2015年11月4日に東京・大手町にて自然災害リスクセミナー「自然災害研究の最前線ー富士山噴火と企業の対応ー」を開催しました。最近、日本列島で火山活動が活発化しているように感じられることから本セミナーにも高い関心をお寄せいただき、当初予定を大きく上回る約300名の方々の参加を得て、大変盛況なセミナーとなりました。内容の詳細は、追って東京海上研究所のHP上でご案内しますが、本コラムではエッセンスのみ簡単にお伝えしたいと思います。

小山 真人 教授

小山 真人 教授

基調講演は静岡大学・防災総合センター副センター長の小山 真人教授にお願いをしました。
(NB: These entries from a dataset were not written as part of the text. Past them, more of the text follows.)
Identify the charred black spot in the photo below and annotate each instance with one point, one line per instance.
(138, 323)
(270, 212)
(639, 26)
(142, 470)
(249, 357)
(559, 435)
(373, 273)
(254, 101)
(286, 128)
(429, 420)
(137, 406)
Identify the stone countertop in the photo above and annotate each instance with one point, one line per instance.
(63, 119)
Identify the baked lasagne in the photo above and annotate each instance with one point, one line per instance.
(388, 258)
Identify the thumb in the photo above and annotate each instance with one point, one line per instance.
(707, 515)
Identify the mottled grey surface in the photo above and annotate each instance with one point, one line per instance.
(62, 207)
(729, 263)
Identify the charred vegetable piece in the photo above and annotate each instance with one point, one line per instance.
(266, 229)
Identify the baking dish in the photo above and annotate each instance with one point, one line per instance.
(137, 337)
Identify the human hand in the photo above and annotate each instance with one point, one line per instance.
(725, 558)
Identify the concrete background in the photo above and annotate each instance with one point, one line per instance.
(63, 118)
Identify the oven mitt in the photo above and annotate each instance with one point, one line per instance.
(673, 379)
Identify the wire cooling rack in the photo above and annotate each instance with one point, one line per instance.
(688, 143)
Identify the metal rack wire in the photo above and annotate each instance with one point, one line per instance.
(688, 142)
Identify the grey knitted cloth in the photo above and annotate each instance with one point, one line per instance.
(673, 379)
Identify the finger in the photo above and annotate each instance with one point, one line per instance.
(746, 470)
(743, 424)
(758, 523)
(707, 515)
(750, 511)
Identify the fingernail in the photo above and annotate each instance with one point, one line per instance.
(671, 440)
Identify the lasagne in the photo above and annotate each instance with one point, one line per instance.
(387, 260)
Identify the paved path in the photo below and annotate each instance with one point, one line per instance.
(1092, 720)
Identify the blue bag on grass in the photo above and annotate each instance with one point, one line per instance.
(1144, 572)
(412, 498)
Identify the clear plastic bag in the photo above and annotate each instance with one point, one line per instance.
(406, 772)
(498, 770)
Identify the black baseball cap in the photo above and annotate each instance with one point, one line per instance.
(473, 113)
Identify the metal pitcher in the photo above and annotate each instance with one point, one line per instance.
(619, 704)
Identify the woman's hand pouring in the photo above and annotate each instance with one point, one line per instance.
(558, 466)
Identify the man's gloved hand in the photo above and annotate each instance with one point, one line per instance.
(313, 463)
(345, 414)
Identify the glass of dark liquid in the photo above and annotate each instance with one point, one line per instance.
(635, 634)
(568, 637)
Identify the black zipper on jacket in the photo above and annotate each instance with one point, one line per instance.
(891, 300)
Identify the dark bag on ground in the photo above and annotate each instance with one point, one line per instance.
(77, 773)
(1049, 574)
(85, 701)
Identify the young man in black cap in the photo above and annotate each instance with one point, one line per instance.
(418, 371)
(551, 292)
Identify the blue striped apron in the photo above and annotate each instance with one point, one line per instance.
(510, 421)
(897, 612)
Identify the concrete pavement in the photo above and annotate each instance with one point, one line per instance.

「富士山の噴火史と災害予測-現状と課題-」と題し、富士山噴火の全体像をお話しいただきました。ハザードマップ作成に携わった当事者として、過去の噴火の歴史や、噴火した場合にどのような現象が発生するのか、映像を交えてわかりやすく解説いただきました。講演では、現在のハザードマップ作成以降に新たな歴史的事実(歴史上の最大噴火規模が想定よりかなり大きかったなど)が判明し、ハザードマップ見直しが必要であることや、メディア・報道などが不正確な情報を流すことがあり社会が過剰反応している面があることなど、われわれの認識を改めなければならないと思う点をいろいろご指摘いただきました。

岩田 孝仁 教授

岩田 孝仁 教授

次いで、同じく静岡大学・防災総合センターの岩田 孝仁教授より、「富士山噴火への社会的対応」と題し、われわれが噴火に対しどう対応すべきかについて講演をいただきました。岩田教授は昨年度まで静岡県庁に在籍されており、長年、防災行政に携わってこられました。直近では県の危機管理監兼危機管理部長として、噴火や地震・津波などへの対策の陣頭指揮を執られており、行政官としての経験を踏まえた話しには、印象的な内容が多くありました。甚大災害を経験しても、30年ほどで記憶が薄れてしまうことを、1989年にご自身が経験された「東伊豆単性火山群(伊豆東部火山群)」への対応を引き合いに話されました。噴火の被害を受ける企業に対しては、直接的な被害に加え、間接的な被害(短期的・中長期的)を想定するという視点の重要性や、有事の際に組織・従業員個人が各々どう対処すべきかを検討しておかなければならないという指摘をいただきました。

高橋 恭弘 部長

高橋 恭弘 部長

最後に、トヨタ自動車株式会社・東富士研究所管理部の高橋 恭弘部長より、「富士山噴火防災の取り組みについて」と題し、企業の立場から富士山噴火にどう対処するかについて講演いただきました。東富士研究所は富士山山頂からわずか20kmの距離にある静岡県裾野市に位置し、200万㎡という広大な敷地を擁していることから、富士山が噴火した場合に大きな影響を受けることが予想されます。高橋部長は、これまでの人事労務管理や事業所管理の豊富な経験を活かし、東富士研究所の噴火への対策を検討されていることから、具体的かつ現実的な対策を紹介いただきました。トヨタならではの「現地現物主義」を実践された鹿児島(桜島)や長崎(普賢岳)などでの数度の噴火被災地調査の内容や、東富士研究所の噴火対策の検討体制を、映像を交えて具体的に説明いただき、参加者は強い関心をもって聴講されていました。また、トヨタ自動車から提供いただいた「火山灰の実物」や「噴火対策グッズ」を展示するコーナーを設けましたが、講演の合間には多くの参加者で賑わっておりました。

会場の様子

会場の様子

東京海上日動火災保険株式会社・取締役社長 永野 毅から冒頭の挨拶でも述べましたが、私ども東京海上グループは噴火を含む自然災害リスクに対し、「保険商品を通じた安心・安全の提供」「大学との産学連携による防災・減災手法の研究推進」「子どもたちへの防災教育の充実」により一層注力してまいります。本セミナーが、皆様の防災・減災、BCPについて考えるきっかけになったのであれば、主催者として大変うれしく思います。